C’est lorsque les personnages sortent de leur bulle et rejoignent le monde réel que l’on commence à comprendre une des motivations du film et surtout la pertinence d’un film féministe sur Barbie, ce qui jusqu’à lors demeurait un parfait mystère pour moi. Le monde réel, enfin arpenté par Barbie et Ken, nous est présenté cinématographiquement comme un nouvel univers avec ses propres règles, qui nous sont données comme si nous en étions étrangers : encore un très bon point et d’ailleurs parmi les grandes idées féministes d’aujourd’hui, notamment cette vérité enfin avouée collectivement d’une misogynie passive et ambiante. « Ici aussi je me sens regardée, mais ce ne sont pas des ondes positives que je perçois ». Le potentiel de Ryan Gosling est davantage exploré et c’est savoureux : le crétin heureux de voir les règles s’inverser, tout son délire avec les chevaux est très drôle.
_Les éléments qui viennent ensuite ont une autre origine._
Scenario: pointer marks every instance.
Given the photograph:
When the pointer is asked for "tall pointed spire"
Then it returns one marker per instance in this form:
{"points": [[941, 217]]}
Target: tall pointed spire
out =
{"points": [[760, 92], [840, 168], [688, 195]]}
On arrive alors très vite au tournant principal du film qui selon moi l’anéanti immédiatement : Mattel. Dès l’introduction tout en second degré de la vraie entreprise fabriquant les jouets Barbie (entre autres… parce qu’on n’est pas à l’abri d’un Mattel Cinematic Universe), on bascule dans autre chose, comme si le film passait sous un autre contrôle. Will Ferrell a beau être hilarant, difficile de détacher le scénario de toute idée de publicité déguisée pour la firme. Ça ne commence pas forcément mal, l’auto-dérision de l’entreprise représentée ici par des fameux « mecs en costard dans des bureaux » fonctionne plutôt bien, reste cohérente avec le message d’ensemble et offre quelques bonnes vannes, même s’il ne s’agit que d’une personnification de n’importe quelle grande entreprise américaine en usant de clichés non-identifiés, histoire de ne froisser personne. Une auto-dérision qui trouve une limite frappante dès lors qu’est introduite la créatrice originale de Barbie. C’est tout une réécriture de l’histoire du jouet qui est à l’œuvre, déclinant toute responsabilité dans sa grande participation à la standardisation du physique féminin au fil des années, prônant toujours l’inclusivité et l’empowerment. On ne peut pas prêter automatiquement de mauvaises intentions aux tendances récentes de la firme à proposer des poupées inclusives et éloignées des stéréotypes, à condition de ne pas nous faire croire qu’il s’en est toujours agit de la volonté première de l’entreprise. Tout dans ce personnage pseudo-Oracle sonne faux, déjà dans le jeu catastrophique de la comédienne, puis dans les répliques qui sont en fait des discours, jusqu’aux flash-backs sur sa vie dont on se fout éperdument, de fait, c’est un faux personnage.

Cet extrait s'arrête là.